Smooth pursuit adaptation (SPA) exhibits features useful to compensate changes in the properties of the smooth pursuit eye movement system due to usage.

Smooth-pursuit adaptation (SPA) refers to the fact that pursuit gain in the early, still open-loop response phase of the pursuit eye movement can be adjusted based on experience. For instance, if the target moves initially at a constant velocity for ~100-200 ms and then steps to a higher velocity, subjects learn to up-regulate the pursuit gain associated with the initial target velocity (gain-increase SPA) in order to reduce the retinal error resulting from the velocity step. Correspondingly, a step to a lower target velocity leads to a decrease in gain (gain-decrease SPA). In this study we demonstrate that the increase in peak eye velocity during gain-increase SPA is a consequence of expanding the duration of the eye acceleration profile while the decrease in peak velocity during gain-decrease SPA results from reduced peak eye acceleration but unaltered duration. Furthermore, we show that carrying out stereotypical smooth pursuit eye movements elicited by constant velocity target ramps for several hundred trials (=test of pursuit resilience) leads to a clear drop in initial peak acceleration, a reflection of oculomotor and/or cognitive fatigue. However, this drop in acceleration gets compensated by an increase in the duration of the acceleration profile, thereby keeping initial pursuit gain constant. The compensatory expansion of the acceleration profile in the pursuit resilience experiment is reminiscent of the one leading to gain-increase SPA, suggesting that both processes tap one and the same neuronal mechanism warranting a precise acceleration-duration trade-off. Finally, we show that the ability to adjust acceleration duration during pursuit resilience depends on the integrity of the oculomotor vermis (OMV) as indicated by the complete loss of the duration adjustment following a surgical lesion of the OMV in one rhesus monkey we could study.

A vermal Purkinje cell simple spike population response encodes the changes in eye movement kinematics due to smooth pursuit adaptation.

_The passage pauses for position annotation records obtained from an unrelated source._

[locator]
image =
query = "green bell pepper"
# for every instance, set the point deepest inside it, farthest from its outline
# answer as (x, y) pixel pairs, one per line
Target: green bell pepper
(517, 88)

Smooth pursuit adaptation (SPA) is an example of cerebellum-dependent motor learning that depends on the integrity of the oculomotor vermis (OMV). In an attempt to unveil the neuronal basis of the role of the OMV in SPA, we recorded Purkinje cell simple spikes (PC SS) of trained monkeys. Individual PC SS exhibited specific changes of their discharge patterns during the course of SPA. However, these individual changes did not provide a reliable explanation of the behavioral changes. On the other hand, the population response of PC SS perfectly reflected the changes resulting from adaptation. Population vector was calculated using all cells recorded independent of their location. A population code conveying the behavioral changes is in full accordance with the anatomical convergence of PC axons on target neurons in the cerebellar nuclei. Its computational advantage is the ease with which it can be adjusted to the needs of the behavior by changing the contribution of individual PC SS based on error feedback.